そういや昨夜は深酒して、そのまま寝ちまったんだった。
「まったく…もう泊めねェって言ったのに、厚かましいったらねェ…」
ぶつくさ言う狐を俺は仏頂面で見上げた。
「おいサンジ、ちょっと近う寄れ」
「何でだよ」
「ここ座れ」
自分の膝を指さすと、狐は半目になる。
「その見苦しい朝勃ちの上に座れとな?」
「ああ。さっさと突っ込ませ──」「るかアホー!!!!」
首に強烈な蹴りを受け、俺は障子を破ってぶっ飛んだ。
「いっでェ〜!!!何しやがる!!!」
「うるせェ!!寝惚けた事言ってねェで、とっとと山に帰れバカ狸!!」
鬼の形相でギャンギャン吠える狐に、夢の中の可愛らしさは微塵もない。
──これが…現実か…
肩を落として深くため息をついた。
「何だよ、珍しく反省したか」
サンジが腕組みをして俺を見下ろす。
「せめて夢だけでも野望成就させろよ…アホ狐」
「ああ!?何か言ったか!?」
「別に…。それより昨日言いそびれた事がある」
「え?…ああ、そういや話があるからって上がり込んだんだったな。何だよ」
俺は縁側に胡座をかき、狐をじっと見上げた。
「俺は明日から3日間、姿を現さねェ。だから危ない行動は慎めよ」
「は…?」
「今また、七武怪の誰かが京に来ているらしい。だから街に降りるなって事だ」
「…七武怪がまた…」
狐は顎に手を当て、しばし眉を潜めたが、すぐに生意気な視線を俺に投げた。
「別にお前なんかに心配される覚えはねェよ。前のはちと、運が悪かっただけだ」
「いいから、街には行くなよ。明日から3日間の辛抱だ。寂しいだろうがその時は俺を想って抜い…」
「だ・れ・が!!さっさと帰れバカ狸っ!!塩まぶしてこんがり焼くぞっ!!」
冷たくあしらわれて、俺は狐の家を追い出された。
日はもう高くなり、高く澄んだ秋空に真っ赤に紅葉したもみじが舞う。
「何事もなければいいが…」
狐が強いのは解るが、何せトラブルメーカーなのだ。
俺は思案に暮れながら、ひらひら舞う赤い葉の中を歩きながら帰路についた。
◇◇◇◇◇◇◇◇
【一日目】
昨日狸にああ言われたものの、都合を変更する事は出来ない。
「おーい、ジジイ生きてるかー」
「うるせェぞ、チビナスが」
両手が塞がってるから、病室のスライドドアを足で開けると、
ベッドの上で相変わらずの鬼瓦顔が睨んだ。
ここは妖病棟なので、互いに狐の耳は出したままだ。
荷物をサイドテーブルに置き、オレはわざと皮肉に笑った。
「久々帰ってきたと思ったら、検査入院とか…年寄りは大人しく隠居してりゃいいんだよ」
「やかましい。
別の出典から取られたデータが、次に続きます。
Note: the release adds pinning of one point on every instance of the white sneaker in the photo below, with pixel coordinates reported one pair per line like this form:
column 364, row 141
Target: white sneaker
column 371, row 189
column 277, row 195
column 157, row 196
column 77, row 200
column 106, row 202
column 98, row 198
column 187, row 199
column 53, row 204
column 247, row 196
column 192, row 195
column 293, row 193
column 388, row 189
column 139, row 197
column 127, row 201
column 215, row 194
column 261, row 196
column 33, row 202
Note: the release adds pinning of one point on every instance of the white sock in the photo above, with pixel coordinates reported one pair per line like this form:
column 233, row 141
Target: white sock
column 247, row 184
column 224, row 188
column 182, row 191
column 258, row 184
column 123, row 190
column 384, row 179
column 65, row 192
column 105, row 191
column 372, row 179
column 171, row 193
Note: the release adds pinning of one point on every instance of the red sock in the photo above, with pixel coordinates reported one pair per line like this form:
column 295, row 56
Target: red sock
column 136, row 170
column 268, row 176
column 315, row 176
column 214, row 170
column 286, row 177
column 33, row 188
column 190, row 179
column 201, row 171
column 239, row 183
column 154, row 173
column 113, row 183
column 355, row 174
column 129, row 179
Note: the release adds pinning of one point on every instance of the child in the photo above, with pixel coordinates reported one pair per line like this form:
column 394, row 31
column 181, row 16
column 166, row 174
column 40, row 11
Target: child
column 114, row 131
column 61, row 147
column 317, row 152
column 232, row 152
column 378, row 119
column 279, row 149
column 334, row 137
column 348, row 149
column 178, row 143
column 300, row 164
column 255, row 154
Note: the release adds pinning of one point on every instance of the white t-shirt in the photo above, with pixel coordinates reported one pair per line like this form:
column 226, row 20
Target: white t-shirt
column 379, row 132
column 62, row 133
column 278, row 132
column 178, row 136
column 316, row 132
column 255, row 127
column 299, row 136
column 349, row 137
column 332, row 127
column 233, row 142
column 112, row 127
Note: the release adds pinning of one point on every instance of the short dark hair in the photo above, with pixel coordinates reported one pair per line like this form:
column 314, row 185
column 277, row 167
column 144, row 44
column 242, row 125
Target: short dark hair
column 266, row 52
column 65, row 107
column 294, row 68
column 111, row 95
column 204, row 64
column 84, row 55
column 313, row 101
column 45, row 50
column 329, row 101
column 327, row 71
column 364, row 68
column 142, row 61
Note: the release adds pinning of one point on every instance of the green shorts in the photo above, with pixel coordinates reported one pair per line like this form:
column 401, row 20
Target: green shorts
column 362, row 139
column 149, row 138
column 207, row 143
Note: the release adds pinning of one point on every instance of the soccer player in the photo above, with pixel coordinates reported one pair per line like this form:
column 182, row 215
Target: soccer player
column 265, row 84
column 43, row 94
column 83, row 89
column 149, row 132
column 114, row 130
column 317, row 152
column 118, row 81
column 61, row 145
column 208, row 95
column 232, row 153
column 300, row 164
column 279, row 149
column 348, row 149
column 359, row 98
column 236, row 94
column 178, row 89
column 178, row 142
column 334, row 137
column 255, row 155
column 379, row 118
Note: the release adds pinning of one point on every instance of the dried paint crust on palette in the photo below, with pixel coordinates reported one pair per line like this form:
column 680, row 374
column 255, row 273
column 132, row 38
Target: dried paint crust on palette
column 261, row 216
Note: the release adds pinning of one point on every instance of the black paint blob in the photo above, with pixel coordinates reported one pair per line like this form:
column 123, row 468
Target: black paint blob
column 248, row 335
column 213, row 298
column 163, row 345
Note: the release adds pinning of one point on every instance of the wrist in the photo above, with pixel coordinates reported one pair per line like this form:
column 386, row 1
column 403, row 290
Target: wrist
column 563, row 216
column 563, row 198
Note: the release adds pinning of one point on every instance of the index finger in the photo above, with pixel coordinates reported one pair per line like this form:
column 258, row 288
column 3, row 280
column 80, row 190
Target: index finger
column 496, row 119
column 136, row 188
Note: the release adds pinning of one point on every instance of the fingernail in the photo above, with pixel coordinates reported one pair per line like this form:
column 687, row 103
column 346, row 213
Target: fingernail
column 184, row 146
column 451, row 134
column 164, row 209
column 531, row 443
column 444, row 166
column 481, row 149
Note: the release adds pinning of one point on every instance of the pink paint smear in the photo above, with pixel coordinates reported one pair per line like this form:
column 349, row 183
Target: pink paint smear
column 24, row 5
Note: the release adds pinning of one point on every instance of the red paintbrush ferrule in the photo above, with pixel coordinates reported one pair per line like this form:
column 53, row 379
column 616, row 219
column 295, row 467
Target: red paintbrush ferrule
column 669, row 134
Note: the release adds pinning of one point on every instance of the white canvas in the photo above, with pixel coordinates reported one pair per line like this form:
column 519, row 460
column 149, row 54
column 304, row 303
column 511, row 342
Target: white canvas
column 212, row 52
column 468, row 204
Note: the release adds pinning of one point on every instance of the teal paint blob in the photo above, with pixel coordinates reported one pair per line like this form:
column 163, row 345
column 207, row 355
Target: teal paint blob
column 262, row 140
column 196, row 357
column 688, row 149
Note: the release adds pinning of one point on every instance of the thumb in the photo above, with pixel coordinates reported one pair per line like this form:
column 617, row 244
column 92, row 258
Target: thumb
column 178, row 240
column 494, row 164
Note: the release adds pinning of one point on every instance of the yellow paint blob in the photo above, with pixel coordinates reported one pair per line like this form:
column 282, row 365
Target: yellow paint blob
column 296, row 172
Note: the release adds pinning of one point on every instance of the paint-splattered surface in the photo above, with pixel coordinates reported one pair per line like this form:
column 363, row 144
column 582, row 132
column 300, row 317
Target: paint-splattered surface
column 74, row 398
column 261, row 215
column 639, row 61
減らず口叩く暇あったら、とっとと飯置いて帰れ」
鼻息で三つ編みした鼻毛が揺れた。
このジジイは先代当主でオレの祖父のゼフという。
代を譲ってから、伊勢の方で料亭を営んでいたが、帰ってきた早々心の臓が痛むとかで、
ここ、ドクターくれはの病院に検査入院したのだ。
「まったく…それがわざわざ下界まで弁当届けに来てやった孫にかける言葉かね…」
ぶつくさ言いながらも、風呂敷を解いてお重の一段目を開ける。
「煮物に加茂茄子の田楽…あとリクエストの漬物も入れたが、塩分あまり取りすぎるなよ」
「おう、悪いな。やはり食材は京のものが舌に合う」
シワが嬉しそうに歪み、立派な耳がご機嫌に揺れた。
「それなら、京に店作りゃ良かったのに。わざわざ伊勢で隠居しなくても…」
椅子を引き寄せ座り、唇を尖らせると、祖父は再び鬼瓦に戻った。
「京に居ると気忙しくてならねェ。ただでさえ伊勢に居ても聞きたくない噂が流れてくるんだ」
一瞬ギクリと肩を揺らす。
見透かしたような灰がかったブルーの目が、オレを睨む。
「おめェ、狸族当主と随分仲良くやってるそうじゃねェか」
──きた。恐れていた事が。
オレは精一杯しかめっ面を作り、ふんっと鼻息を飛ばした。
「あのバカ狸が勝手にオレになついているだけだ。迷惑千万だっての」
「毎晩飲み明かしてるそうじゃねェか」
「なっ…!毎晩じゃねェよ!!時々…つか誰から聞いてんだよンな事っ!」
「曾下の坊ことウソップだ」
──あんの、クソお喋り天狗〜〜〜!!!!
顔を真っ赤にして憤怒するオレを横目で見て、祖父は軽く息をついた。
「まぁ…狐族と狸族が敵対していたのは江戸ぐらいまでだし…おれも狸族先代とは親交がある。仲良くする分には構わないが──」
光る目が鋭くオレを射抜いた。
「情だけは交わすなよ」
「なっ!!?ボケた事言うなクソジジイ!あいつもオレも雄だぞっ!?」
「だが狸の小僧はお前とそうなるが為に迫ってるんだろうが。
いいかサンジ。お前は次期当主として然るべき雌と結ばれ、狐族の繁栄の為に…」
「あああもう!見当違いのお説教ならオレぁもう帰る!」
立ち上がりドアを開けた背に、ジジイの低い声がかけられた。
「早くひ孫の面、拝ませろよ」
病院を出ると、慌ただしい街中の空気が出迎えた。
山と違い、季節感を感じるには京は随分様変わりをしてしまった。
オレはタバコを取り出し、苛立たしく火を点けた。
「…分かっちゃいるさ…でもよ…」
狐族の雌は、雄よりも多淫だったりする。しかも何故か人間の雄を好み、多くは山を下りて人間と生活を共にしている。
よって雌を見つけたけりゃ下界に降りるしかないのだが…
オレも人間の雌が大好きだし、イマイチ定まらないのだ。
それにまだ身を固めるにゃ、早すぎるだろっ。